From Feb. 1, 2001 to May 9, 2004, Willer recorded nationally reported terror alerts from The Washington Post. He used the Gallup Polls to follow general presidential approval ratings and ratings of the President’s handling of the economy.

Willer then ran several time-series data and regression analyses and found a clear pattern of government-issued terror threats leading to an increase in approval ratings for President Bush.

By measuring the impact of the events of Sept. 11, 2001, Willer found that the President’s approval ratings went from 51 percent on September 10 to 86 percent on Sept. 15.

Willer said that this phenomenon can be explained by the social identity theory — the idea that support for current political leaders increases when there is a national fear of outside attacks. On average he found a 2.75 percentage point increase in general presidential approval the week after a terror alert. “The implications are that government-issued terror threats have a bigger effect than previously thought,” Willer said.

Willer followed approval ratings of the President’s handling of the economy, an aspect of the President that is unrelated to terrorism.
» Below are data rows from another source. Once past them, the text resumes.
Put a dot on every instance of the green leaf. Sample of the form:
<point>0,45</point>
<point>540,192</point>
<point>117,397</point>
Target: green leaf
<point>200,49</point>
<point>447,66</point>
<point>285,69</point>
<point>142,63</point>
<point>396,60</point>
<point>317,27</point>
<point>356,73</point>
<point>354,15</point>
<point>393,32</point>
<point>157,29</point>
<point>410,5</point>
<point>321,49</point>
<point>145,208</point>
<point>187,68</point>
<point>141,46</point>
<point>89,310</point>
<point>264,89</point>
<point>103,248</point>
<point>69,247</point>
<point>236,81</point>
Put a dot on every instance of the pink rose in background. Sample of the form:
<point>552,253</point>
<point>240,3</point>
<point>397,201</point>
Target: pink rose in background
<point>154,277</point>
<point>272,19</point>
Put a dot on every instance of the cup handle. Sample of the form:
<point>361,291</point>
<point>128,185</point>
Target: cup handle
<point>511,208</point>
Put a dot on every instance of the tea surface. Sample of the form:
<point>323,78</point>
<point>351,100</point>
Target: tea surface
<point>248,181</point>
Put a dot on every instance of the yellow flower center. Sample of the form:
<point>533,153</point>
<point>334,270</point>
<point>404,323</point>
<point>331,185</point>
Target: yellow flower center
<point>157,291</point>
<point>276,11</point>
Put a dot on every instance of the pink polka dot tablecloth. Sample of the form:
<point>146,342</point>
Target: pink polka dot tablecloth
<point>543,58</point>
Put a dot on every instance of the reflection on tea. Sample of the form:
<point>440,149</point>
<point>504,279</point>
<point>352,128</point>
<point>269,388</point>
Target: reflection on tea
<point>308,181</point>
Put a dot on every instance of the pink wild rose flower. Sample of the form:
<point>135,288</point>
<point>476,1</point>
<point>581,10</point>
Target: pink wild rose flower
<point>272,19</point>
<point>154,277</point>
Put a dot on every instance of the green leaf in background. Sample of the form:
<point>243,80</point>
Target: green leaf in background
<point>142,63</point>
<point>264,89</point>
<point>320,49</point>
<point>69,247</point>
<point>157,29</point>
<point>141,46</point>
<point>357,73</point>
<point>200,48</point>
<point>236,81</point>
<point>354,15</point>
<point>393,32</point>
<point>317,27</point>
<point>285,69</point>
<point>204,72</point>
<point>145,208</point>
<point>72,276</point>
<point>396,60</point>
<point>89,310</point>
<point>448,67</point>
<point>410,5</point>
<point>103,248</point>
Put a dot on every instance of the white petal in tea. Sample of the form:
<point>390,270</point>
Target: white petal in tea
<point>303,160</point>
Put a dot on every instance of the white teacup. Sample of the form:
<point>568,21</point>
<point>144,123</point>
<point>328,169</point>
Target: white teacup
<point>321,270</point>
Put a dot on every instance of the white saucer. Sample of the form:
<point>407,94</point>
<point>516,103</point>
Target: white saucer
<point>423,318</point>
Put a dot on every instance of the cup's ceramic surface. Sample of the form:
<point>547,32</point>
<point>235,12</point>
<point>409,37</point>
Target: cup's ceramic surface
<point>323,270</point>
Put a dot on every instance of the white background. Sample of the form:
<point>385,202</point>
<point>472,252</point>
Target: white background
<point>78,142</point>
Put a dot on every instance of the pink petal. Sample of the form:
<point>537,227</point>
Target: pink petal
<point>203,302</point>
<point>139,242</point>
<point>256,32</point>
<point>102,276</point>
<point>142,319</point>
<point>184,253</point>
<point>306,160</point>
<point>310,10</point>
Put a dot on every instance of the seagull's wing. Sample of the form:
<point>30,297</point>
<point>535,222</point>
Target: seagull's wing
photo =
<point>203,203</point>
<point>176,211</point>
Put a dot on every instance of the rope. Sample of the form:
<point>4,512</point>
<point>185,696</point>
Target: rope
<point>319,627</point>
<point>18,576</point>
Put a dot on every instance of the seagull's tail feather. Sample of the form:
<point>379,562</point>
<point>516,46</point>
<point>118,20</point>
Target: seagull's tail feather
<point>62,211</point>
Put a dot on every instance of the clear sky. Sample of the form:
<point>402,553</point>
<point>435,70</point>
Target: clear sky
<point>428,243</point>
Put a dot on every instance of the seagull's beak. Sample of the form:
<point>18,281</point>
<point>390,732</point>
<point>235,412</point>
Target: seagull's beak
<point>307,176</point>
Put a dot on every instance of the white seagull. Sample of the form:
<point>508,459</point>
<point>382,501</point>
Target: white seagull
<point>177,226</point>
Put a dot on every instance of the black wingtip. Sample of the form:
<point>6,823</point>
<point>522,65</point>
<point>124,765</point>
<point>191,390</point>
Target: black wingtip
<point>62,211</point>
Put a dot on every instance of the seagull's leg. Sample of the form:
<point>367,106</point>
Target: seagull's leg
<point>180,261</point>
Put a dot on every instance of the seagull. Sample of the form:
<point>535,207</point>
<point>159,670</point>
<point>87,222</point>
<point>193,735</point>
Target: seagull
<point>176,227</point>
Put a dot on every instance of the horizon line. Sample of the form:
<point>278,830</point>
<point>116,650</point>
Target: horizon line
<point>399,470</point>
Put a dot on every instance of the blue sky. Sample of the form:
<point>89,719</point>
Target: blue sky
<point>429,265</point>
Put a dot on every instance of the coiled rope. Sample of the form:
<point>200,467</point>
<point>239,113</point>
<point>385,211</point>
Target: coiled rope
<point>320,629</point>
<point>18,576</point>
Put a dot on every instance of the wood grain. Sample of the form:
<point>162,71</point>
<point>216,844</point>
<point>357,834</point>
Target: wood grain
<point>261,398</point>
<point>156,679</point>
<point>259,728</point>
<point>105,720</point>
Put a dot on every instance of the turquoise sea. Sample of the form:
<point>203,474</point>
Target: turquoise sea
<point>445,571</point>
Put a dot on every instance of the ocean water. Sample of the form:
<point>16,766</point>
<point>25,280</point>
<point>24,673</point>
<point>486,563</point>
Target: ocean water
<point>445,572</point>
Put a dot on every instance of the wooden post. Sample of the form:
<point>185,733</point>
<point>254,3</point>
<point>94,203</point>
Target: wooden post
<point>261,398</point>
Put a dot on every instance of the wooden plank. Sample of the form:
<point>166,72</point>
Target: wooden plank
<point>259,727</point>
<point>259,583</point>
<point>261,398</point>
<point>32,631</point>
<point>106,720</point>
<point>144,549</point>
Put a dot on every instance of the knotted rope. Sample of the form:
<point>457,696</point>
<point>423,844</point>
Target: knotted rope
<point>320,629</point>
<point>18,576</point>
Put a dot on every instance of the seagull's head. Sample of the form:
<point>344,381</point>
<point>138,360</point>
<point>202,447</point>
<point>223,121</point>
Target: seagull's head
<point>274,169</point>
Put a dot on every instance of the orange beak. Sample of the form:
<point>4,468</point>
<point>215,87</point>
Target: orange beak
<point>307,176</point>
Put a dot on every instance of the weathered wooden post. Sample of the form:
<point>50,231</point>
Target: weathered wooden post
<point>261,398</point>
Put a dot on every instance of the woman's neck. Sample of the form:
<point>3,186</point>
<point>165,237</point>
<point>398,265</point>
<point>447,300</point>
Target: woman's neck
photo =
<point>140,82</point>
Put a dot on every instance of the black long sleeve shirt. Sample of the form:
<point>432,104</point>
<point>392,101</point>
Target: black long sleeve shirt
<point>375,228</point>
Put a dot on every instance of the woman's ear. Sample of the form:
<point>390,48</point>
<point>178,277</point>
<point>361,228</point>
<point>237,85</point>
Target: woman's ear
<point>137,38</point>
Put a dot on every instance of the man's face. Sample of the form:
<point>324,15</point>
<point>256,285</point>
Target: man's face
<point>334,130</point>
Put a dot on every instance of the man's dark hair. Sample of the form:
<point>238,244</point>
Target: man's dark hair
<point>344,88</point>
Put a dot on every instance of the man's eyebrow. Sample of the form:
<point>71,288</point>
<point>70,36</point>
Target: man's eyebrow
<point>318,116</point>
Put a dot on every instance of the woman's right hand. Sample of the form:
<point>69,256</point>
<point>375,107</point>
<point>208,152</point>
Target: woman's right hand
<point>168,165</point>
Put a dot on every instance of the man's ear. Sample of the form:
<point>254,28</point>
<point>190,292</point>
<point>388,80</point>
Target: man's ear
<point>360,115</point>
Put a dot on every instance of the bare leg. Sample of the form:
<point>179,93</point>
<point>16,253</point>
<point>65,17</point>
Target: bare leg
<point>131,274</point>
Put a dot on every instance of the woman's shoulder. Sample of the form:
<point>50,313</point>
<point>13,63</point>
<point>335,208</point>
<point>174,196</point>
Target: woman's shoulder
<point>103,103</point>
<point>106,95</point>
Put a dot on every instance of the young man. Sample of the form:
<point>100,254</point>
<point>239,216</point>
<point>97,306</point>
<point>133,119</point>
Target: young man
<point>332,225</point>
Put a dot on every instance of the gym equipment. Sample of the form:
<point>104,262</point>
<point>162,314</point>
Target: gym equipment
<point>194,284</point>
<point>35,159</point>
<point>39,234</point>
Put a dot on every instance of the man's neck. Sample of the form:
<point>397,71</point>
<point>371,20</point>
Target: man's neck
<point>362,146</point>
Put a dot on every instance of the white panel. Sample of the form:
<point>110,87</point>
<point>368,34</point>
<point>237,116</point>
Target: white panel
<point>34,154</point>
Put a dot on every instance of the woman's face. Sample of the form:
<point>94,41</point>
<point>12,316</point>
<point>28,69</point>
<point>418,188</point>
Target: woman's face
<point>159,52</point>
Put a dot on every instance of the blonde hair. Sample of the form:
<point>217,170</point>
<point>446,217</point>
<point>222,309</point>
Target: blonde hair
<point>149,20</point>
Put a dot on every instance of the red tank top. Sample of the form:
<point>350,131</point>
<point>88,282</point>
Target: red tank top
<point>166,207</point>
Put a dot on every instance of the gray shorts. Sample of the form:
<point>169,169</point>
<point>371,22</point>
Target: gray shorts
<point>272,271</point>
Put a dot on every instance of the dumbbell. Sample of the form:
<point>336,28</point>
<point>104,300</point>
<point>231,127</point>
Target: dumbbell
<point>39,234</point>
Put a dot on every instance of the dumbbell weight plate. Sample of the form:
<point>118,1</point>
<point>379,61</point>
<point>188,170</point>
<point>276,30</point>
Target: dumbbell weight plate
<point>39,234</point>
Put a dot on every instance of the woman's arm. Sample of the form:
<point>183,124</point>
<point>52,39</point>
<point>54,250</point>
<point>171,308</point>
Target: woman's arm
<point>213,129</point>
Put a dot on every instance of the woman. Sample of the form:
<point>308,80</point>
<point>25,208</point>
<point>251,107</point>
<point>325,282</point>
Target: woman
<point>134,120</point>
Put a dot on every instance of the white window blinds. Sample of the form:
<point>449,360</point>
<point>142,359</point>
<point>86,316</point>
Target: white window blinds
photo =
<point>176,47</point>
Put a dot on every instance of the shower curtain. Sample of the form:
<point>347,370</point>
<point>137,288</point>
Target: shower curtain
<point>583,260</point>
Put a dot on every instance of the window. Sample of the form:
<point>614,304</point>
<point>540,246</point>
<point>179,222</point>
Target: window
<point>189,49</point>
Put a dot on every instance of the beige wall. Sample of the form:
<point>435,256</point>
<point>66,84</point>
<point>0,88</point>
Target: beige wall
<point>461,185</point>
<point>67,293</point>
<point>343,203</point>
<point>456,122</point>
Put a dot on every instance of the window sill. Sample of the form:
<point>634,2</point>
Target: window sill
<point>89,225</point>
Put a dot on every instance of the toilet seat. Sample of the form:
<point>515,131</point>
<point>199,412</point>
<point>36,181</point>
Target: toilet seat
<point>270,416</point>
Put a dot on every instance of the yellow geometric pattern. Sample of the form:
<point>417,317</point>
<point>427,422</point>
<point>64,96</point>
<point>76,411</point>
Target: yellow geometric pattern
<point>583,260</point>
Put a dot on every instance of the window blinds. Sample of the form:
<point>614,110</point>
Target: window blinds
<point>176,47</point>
He tested for a halo effect — the concept of assuming that someone would be highly regarded in one trait because the individual is highly rated in another trait. Willer wanted to see if a terror alert would effect ratings on the President’s handling of the economy due to the halo effect. Approval ratings for Bush’s handling of the economy increased after Sept. 11, from 54 percent on July 11 to 72 percent on Oct. 5, 2001.

“This is an example of the ‘rally around the flag’ effect; when there is some kind of threat, people tend to support the president,” said Prof. Walter R. Mebane Jr., government.

He added that this is one reason why it is hard to defeat the incumbent during a presidential election when the country is at war.

“I found it very compelling and think that it would be interesting to look at what else is going on in the world when a terror alert is issued and if leaders raise the terror alert when they are in need of more approval,” said Prof. Mabel M. Berezin, sociology.

Willer plans on following up the study with experimental research.